As with any career, some editing tasks will be more difficult than others. However, there is a line (sometimes a fine one) between difficult and unacceptable. What do you do when a client makes an unreasonable request? How can you deal with situations in which clients treat you poorly? In today’s blog post, we offer some tips on avoiding or tackling unpleasant situations.

1. Clarify Your Services

The best way to avoid clients asking for services that typically fall outside a proofreading remit (e.g. in-depth fact checking) is to make your position clear from the beginning. Make sure the client understands what you can and can’t do, as well as your rates and the time required to proofread the document. Set rates that refer to everything you do, not just the initial proofread. These should either be available via your website, if you have one, or provided to your client as soon as they express interest in having a document proofread.

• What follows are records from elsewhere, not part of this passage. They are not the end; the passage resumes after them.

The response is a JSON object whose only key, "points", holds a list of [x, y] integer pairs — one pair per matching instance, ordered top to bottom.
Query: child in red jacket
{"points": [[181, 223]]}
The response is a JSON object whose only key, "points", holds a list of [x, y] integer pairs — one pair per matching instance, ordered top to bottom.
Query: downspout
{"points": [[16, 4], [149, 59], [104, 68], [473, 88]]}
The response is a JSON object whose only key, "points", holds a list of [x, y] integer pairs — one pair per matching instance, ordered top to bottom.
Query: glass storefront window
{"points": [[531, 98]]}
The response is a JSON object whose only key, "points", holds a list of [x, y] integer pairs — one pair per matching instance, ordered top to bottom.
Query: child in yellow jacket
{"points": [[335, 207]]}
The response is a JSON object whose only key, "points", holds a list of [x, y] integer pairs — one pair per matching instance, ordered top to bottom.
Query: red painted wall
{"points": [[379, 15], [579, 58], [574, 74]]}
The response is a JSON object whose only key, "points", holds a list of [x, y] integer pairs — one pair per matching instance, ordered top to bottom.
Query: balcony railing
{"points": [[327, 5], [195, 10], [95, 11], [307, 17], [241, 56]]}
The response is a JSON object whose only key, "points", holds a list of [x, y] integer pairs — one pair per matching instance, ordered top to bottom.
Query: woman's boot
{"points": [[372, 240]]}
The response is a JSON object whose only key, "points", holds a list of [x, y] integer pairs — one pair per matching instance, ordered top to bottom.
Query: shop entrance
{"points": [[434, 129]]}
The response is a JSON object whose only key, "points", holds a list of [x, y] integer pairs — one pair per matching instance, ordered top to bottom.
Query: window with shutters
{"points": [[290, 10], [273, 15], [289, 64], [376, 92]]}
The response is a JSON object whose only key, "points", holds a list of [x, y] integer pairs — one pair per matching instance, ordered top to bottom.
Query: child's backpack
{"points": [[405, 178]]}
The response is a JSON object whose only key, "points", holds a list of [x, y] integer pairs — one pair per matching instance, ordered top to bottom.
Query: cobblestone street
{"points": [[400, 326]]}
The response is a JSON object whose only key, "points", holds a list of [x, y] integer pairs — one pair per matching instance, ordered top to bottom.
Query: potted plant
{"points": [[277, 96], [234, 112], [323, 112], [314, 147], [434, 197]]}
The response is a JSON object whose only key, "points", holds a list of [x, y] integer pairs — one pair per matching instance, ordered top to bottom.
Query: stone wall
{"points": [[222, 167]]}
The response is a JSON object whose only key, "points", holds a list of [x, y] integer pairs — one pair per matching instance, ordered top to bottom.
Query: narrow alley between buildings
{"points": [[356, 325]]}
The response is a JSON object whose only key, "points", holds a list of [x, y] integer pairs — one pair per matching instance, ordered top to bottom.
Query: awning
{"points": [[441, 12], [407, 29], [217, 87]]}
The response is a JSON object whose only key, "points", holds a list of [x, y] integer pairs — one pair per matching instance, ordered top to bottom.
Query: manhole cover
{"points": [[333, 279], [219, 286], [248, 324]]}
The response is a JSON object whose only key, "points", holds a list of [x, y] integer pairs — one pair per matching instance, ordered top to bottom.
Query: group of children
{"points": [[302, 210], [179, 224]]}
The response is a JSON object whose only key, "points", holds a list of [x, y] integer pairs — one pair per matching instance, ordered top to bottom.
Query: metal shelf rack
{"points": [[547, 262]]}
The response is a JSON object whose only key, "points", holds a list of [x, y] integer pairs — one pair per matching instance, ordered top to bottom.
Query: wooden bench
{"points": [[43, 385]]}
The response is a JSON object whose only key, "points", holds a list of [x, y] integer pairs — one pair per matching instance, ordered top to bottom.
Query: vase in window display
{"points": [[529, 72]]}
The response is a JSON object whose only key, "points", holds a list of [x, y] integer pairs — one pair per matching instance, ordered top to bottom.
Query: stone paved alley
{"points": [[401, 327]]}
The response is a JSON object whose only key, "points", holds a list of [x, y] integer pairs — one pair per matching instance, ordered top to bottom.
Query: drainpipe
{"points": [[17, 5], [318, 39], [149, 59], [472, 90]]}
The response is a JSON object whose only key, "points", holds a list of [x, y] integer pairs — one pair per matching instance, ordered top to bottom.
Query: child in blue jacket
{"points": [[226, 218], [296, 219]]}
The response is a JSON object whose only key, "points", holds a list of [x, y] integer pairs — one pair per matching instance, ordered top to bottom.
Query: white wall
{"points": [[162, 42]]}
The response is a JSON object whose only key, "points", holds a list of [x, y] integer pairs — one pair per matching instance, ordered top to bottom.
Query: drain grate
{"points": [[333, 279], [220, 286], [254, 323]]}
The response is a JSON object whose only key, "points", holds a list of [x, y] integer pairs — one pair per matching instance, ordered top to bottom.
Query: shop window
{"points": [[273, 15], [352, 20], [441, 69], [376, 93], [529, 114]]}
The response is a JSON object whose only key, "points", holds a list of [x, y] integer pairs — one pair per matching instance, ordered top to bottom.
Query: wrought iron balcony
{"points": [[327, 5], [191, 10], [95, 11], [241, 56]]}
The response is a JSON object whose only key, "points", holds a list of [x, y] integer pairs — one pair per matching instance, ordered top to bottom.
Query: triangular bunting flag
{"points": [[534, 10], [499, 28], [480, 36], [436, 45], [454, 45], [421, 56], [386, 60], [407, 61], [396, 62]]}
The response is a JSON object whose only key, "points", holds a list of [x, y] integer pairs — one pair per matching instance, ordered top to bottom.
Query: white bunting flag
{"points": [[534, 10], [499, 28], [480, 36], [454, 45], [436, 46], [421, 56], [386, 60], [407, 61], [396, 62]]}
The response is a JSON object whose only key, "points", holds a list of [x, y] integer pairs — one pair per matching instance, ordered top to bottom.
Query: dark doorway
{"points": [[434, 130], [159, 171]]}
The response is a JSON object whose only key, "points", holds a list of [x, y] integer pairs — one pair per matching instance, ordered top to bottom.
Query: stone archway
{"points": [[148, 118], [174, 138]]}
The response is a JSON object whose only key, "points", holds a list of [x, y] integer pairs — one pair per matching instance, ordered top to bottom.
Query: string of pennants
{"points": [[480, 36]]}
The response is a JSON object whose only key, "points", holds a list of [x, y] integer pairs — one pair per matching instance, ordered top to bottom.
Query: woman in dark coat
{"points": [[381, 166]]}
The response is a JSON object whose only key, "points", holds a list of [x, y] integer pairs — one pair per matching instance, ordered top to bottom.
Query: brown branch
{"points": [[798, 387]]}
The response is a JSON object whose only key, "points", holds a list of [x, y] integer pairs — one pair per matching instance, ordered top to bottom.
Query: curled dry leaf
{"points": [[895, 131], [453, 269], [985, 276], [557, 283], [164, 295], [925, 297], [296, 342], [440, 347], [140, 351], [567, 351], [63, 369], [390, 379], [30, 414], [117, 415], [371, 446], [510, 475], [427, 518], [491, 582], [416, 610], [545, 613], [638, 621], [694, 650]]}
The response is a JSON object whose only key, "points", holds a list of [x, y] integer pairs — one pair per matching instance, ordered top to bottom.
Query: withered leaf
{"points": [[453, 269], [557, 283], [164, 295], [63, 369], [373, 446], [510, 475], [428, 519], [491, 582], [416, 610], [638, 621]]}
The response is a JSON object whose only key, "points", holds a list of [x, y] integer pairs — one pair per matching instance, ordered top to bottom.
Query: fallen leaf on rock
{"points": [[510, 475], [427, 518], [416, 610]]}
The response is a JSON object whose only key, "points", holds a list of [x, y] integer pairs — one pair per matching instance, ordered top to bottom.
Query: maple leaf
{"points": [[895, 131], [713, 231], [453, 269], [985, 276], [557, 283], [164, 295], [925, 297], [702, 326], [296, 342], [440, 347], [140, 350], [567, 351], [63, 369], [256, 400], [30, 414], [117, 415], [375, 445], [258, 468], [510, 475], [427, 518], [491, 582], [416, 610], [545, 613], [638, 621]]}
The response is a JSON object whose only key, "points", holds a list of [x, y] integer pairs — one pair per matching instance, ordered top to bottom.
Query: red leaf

In addition, you may want to ask your client whether they have any questions about your services. This will ensure you are both on the same page.

2. Avoid the Dark Side

As a proofreader, you may be offered jobs that seem a bit fishy. There are some who are willing to work for essay mills, producing content for client to pass off as their own. Others are happy to adjust academic content to fit word counts or substantially rewrite ESL essays.

But this kind of stuff is essentially academic fraud. We do not recommend it. And if you do decide to go over to the dark side, you’d better hope nobody finds out!

3. Remain in Control

Eventually, most freelancers will encounter a client who doesn’t know when to stop. They keep coming back with complaints, queries, and extra requests, constantly moving the goalposts to get more out of you than was promised. In these situations, it’s easy to feel helpless.

But you don’t need to lie back and allow yourself to be swept along on the whims of the client. There are some situations in which the client is wrong. If you have delivered the service that you agreed, you do not owe them anything extra. And if all else fails, politely shut the conversation down by simply reiterating your position and sticking to it.

4. Know Your Red Lines

Some behaviour is simply unacceptable. Opinions on what can or cannot be tolerated will vary, but it’s important to know what falls into the second category for you.

No one, for instance, has to accept abuse or harassment. A client who bullies you is not worth keeping. Fortunately, this doesn’t happen very often.